His father, Ercel Ray Fryer of Lexington, Kentucky, died just before Fryer would give his infamous speech at the 1972 annual meeting of the American Psychiatric Association in Dallas. In the play, his father appears to recite the speech he could not have heard in life.
“‘I am — like many of you — a member of the APA and I am proud of that membership,'” said Fryer Sr., as played by Ken Marks, in the play.
He often stops himself to deliver asides.
“I’m sorry, have you ever worn a rubber mask? The kind that John has on? Sweat build up, runs down your mouth and eyes. Dallas, right? Dallas, Texas. It’s May. It’s a windowless ballroom with no air conditioning,” he says. “My son is a big man, doesn’t take to heat.”
“The mask is more famous than the man in it,” said Gordon.
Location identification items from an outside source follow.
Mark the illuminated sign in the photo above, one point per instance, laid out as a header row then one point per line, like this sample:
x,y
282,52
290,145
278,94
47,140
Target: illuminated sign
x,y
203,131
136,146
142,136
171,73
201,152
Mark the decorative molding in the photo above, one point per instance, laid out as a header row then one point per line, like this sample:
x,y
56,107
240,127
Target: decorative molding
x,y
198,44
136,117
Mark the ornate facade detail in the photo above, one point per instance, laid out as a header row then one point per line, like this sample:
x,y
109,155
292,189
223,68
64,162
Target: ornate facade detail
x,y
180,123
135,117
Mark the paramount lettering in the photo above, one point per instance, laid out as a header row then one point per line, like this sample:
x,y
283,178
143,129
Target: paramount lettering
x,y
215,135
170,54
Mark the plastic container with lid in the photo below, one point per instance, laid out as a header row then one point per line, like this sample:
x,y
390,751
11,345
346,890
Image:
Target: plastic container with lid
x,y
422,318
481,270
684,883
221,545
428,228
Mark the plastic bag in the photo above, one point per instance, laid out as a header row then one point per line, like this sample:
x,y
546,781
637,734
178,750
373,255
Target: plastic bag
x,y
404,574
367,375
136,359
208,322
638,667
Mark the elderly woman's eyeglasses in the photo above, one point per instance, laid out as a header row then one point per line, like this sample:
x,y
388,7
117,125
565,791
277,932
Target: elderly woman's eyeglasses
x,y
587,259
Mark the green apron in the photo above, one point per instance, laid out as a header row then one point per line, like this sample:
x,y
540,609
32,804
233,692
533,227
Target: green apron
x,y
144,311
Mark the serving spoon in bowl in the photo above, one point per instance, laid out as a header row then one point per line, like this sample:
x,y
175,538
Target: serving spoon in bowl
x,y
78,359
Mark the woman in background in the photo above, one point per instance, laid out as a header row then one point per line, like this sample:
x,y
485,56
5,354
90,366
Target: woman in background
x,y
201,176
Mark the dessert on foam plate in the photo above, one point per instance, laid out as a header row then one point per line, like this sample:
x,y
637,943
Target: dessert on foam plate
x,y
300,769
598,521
There is a photo of Fryer making the speech, wearing an altered Richard Nixon mask, a wig, and an oversized tuxedo. The ensemble looks remarkably similar to the monstrous character in The Texas Chainsaw Massacre.
“We talk about the risk Dr. Fryer took to put on that mask,” said Gordon. “The risk is not visible looking at the picture. How can that risk be tangible to us now?”
Outside of people involved in the history of gay rights activism, Dr, John Fryer is not known very well, and that’s how he wanted it. Aside from his one history-changing moment in 1972, he lived a relatively quiet life in his Germantown Victorian.
Gordon spent months trying to get a sense of a man from his papers, some of which were revealing — such as letters to his parents — and some were mundane as gardening receipts. He found no evidence of a long-term partner in Fryer’s life, but a deep passion for gospel music and home maintenance.
“He was a bit of an Anglophile,” said Gordon. “Lots of Victorian furniture in a old-school gay style that is hard to find now. Round glasses and a dashiki, on a Victorian settee.”
In the play, Fryer’s taste is described as “high swish.”
Gordon was restricted from some of the boxes in the Fryer archive at HSP. Fryer saw patients in his home, and those patient files are sealed. Gordon suspects that at the height of the AIDS crisis, Gordon was counseling gay men trying to cope with dying, probably free of charge.
“Part of what’s attractive to me about him is that he didn’t seek glory,” said Gordon. “To do something dramatic and then go back to your private life and not seek to be remembered, is dramatic to me.”
Gordon said Fryer was actually a boisterous personality, physically large and theatrical in taste, but kept a low profile publicly. That was likely learned, as few gay men lived out in the open in mid-20th century America.